PM1b — Polymarket Long-Tail Correction
Context
The original PM1 baseline experiment concluded that Polymarket is hyperefficient across its top 650 markets by volume and that directional strategies have nowhere to go. That conclusion was correct for the markets it measured but wrong as a statement about the venue, because our pagination approach capped us at the top ~650 volume rank — which corresponded to markets with $7M+ total volume.
The founder asked to validate Option 1 (scan below volume rank 650) first. We did, and the picture flipped.
What went wrong the first time
Polymarket’s Gamma /markets endpoint has a server-side pagination limit around offset 950. Beyond that, requests return 500 Internal Server Error. Our long-tail scan using pure offset-based pagination hit this wall and silently misreported the volume distribution — we thought we were reaching into the long tail but were still looking at $6.4M–$8.8M markets.
The fix is to use the volume_num_min / volume_num_max query params, which let us target specific volume bands directly without fighting pagination. That’s now exposed in autoinv.polymarket.list_markets as dedicated parameters.
Methodology v2
Five volume bands spanning four orders of magnitude:
| Band | Range |
|---|---|
| tiny | $10K–$100K |
| small | $100K–$500K |
| mid-small | $500K–$2M |
| mid | $2M–$10M |
| large | $10M–$100M |
For each band: pull up to 200 resolved markets via volume_num_min/volume_num_max, fetch daily price history, snapshot the mid 3 days before resolution, compute Brier against the realized outcome.
Script: ../scripts/pm1_brier_volume_bands
Results
Band N Median vol Brier vs discipline gate
-----------------------------------------------------------------------------
$10M–$100M (large) 194 $40,887,805 0.0258 PASS (below 0.12)
$2M–$10M (mid) 183 $ 8,645,680 0.0731 PASS (below 0.12)

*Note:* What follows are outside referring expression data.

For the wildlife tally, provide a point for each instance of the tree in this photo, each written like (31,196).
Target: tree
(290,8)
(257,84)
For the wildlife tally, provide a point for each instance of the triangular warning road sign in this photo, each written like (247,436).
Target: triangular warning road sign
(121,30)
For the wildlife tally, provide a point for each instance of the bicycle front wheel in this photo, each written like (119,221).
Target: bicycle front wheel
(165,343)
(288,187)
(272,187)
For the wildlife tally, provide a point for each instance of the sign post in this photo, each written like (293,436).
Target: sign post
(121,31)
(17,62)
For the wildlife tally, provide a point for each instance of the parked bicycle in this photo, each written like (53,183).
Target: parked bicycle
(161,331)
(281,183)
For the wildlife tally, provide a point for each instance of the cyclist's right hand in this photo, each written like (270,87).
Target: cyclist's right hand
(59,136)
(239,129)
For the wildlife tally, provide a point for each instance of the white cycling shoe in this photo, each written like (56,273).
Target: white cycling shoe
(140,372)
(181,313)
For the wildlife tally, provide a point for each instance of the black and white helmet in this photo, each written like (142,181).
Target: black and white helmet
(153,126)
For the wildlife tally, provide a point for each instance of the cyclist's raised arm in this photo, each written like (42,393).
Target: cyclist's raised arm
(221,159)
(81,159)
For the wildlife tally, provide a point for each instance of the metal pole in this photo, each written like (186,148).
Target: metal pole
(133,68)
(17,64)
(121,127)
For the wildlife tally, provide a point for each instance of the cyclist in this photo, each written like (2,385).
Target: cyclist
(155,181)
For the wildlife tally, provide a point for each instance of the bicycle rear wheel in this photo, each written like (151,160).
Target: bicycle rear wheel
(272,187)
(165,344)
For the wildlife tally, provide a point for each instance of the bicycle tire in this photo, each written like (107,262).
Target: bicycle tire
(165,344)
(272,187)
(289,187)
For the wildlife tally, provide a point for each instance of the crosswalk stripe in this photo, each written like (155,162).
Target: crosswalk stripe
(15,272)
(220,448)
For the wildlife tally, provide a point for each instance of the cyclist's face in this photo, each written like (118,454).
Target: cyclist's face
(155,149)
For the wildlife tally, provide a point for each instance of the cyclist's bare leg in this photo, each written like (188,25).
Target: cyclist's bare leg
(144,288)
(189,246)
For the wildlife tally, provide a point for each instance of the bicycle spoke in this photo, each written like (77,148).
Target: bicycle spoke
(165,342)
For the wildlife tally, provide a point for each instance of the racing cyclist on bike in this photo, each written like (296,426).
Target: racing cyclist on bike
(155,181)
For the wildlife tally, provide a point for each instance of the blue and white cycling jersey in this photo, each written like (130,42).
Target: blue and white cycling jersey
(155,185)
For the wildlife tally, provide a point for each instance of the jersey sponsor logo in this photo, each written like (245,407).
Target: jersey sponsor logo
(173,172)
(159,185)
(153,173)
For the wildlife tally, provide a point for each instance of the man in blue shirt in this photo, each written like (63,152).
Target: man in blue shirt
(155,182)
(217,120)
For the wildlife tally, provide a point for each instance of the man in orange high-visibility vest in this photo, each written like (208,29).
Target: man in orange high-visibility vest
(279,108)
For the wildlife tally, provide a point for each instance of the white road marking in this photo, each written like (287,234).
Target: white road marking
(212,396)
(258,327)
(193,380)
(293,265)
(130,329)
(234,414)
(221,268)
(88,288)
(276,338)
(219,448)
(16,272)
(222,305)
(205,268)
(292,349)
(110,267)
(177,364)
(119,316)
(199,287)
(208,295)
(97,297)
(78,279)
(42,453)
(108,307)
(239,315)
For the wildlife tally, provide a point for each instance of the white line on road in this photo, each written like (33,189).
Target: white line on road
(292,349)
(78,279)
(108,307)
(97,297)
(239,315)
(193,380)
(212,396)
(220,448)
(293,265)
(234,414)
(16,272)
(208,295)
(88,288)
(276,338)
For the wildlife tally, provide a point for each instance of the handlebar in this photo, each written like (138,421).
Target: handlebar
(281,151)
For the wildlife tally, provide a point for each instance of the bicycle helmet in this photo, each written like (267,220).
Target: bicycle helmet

$500K–$2M (mid-small) 176 $ 1,931,099 0.1487 FAIL (above 0.12)
$100K–$500K (small) 143 $ 495,907 0.1202 FAIL (right at gate)
$10K–$100K (tiny) 81 $ 99,793 0.1493 FAIL (above 0.12)
Corrected verdict:
- $10M+ markets: Polymarket is hyperefficient. Brier 0.07 or better. Directional strategies lose to “trust the market” baseline. No alpha from modeling.
- $2M–$10M: Still below the gate at 0.073. Marginally beatable in principle but narrow.
- $100K–$2M (three middle bands): Brier sits between 0.12 and 0.15. Above the discipline gate. This is the first real opportunity we’ve measured where a directional model could plausibly add value over the market price.
- Below $10K: bulk of this band is $0-volume markets that were never traded — not useful for strategy research even though the numerical Brier is nominally above 0.12.
Interpretation
The picture is a real “liquidity → efficiency” curve:
- Above $10M: enough liquidity to attract sophisticated traders → hyperefficient
- $2M–$10M: enough liquidity for informed traders but not as deep → still efficient
- $100K–$2M: the mispricing zone — real volume (some trading, so prices are meaningful) but below the threshold where serious players compete
- Below $100K: too illiquid to reliably price anyway
This is consistent with the classic microstructure result that efficiency scales with attention and capital. The top markets are where the smart money lives; the small markets run on retail intuition and information asymmetries.
Caveats I’m flagging explicitly
- The N is small in the tiny band (81 markets) so the 0.149 point estimate has meaningful uncertainty. Would want to see it hold up on a larger sample before committing real capital.
- The non-monotonic pattern ($500K–$2M at 0.149 is worse than $100K–$500K at 0.120) is weird. It could be a real microstructure regime where the mid-small band has particularly bad calibration, or it could be sampling noise. N=143 vs N=176 doesn’t resolve this cleanly — we need more data or category stratification.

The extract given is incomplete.